At a recent community forum, MacLellan and Deveau recalled the strategy that annihilated the cruiser, but saved MacLellan’s life.
MacLellan said in a interview after the forum that during the gunfight, he reached for his patrol rifle but could not use it. “Your dexterity is shot because of adrenaline,” he said.
As the Tsarnaev brothers kept shooting at the front of his car, MacLellan had to think quickly, so he put his foot on the brake, threw the cruiser into drive, and let it ride forward as he used the cover of darkness to jump out and escape the gunfire.
“I sent it toward them, and they just kept wasting ammo on it,” he said. “Then they had a bomb, and as it got closer they threw it at the car, blowing out the windows on the passenger’s side.”
However, MacLellan was nervous to tell the chief what happened. “Under normal circumstances, I could be fired for that,” he said.
But at the forum, Deveau laughed as he recalled when MacLellan confronted the chief about what happened, fearing disciplinary action for abandoning and ruining the car.
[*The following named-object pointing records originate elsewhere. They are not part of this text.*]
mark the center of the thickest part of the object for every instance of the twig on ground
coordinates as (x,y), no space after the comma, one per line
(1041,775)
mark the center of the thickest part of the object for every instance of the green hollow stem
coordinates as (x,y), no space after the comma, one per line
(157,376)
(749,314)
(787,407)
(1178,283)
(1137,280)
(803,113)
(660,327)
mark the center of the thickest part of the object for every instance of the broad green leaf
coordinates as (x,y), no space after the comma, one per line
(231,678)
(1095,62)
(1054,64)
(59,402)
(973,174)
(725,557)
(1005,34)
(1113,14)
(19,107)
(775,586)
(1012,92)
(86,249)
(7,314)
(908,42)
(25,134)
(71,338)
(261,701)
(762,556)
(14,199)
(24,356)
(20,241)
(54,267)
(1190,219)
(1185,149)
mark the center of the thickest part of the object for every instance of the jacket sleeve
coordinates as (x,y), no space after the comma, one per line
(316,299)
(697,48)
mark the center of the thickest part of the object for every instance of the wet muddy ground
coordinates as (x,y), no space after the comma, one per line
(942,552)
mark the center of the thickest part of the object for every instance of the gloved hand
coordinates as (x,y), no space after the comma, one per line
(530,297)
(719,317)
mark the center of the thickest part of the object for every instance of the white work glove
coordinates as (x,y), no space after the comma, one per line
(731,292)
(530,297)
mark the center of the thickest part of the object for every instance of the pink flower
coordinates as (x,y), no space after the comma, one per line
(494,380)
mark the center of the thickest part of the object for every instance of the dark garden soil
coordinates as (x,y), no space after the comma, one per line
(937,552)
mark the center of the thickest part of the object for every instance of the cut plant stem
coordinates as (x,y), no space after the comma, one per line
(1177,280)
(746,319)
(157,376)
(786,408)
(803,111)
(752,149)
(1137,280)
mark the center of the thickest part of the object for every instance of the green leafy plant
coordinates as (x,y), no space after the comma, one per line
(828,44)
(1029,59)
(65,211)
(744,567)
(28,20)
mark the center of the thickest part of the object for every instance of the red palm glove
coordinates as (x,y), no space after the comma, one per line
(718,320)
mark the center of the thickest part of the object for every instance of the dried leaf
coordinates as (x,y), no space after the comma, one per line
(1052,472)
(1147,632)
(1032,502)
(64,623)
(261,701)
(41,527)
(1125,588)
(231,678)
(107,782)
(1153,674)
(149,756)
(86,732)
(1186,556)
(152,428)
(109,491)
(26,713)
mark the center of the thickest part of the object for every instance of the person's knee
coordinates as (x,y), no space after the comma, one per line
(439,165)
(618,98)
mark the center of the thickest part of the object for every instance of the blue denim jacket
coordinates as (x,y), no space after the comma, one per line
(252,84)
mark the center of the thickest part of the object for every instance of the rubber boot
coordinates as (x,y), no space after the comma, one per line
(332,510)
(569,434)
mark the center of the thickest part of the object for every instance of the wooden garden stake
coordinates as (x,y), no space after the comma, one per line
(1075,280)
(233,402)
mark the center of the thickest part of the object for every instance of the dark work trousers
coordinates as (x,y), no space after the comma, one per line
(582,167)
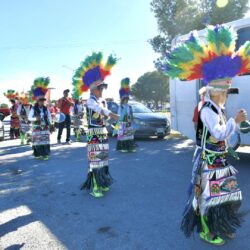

‘There were bullets in and through the vehicles, and at least one had its windows blown out from the explosions.’
“I said, ‘John . . . that was brilliant,’” Deveau told the crowd. “He said, ‘You’re not mad at me?’ and I said ‘No, I want to hug you!’ They don’t teach that at the academy, but they will now.”
Though the cost of the events left the department with a rather large debt, both Deveau and MacLellan agreed that it was worth it.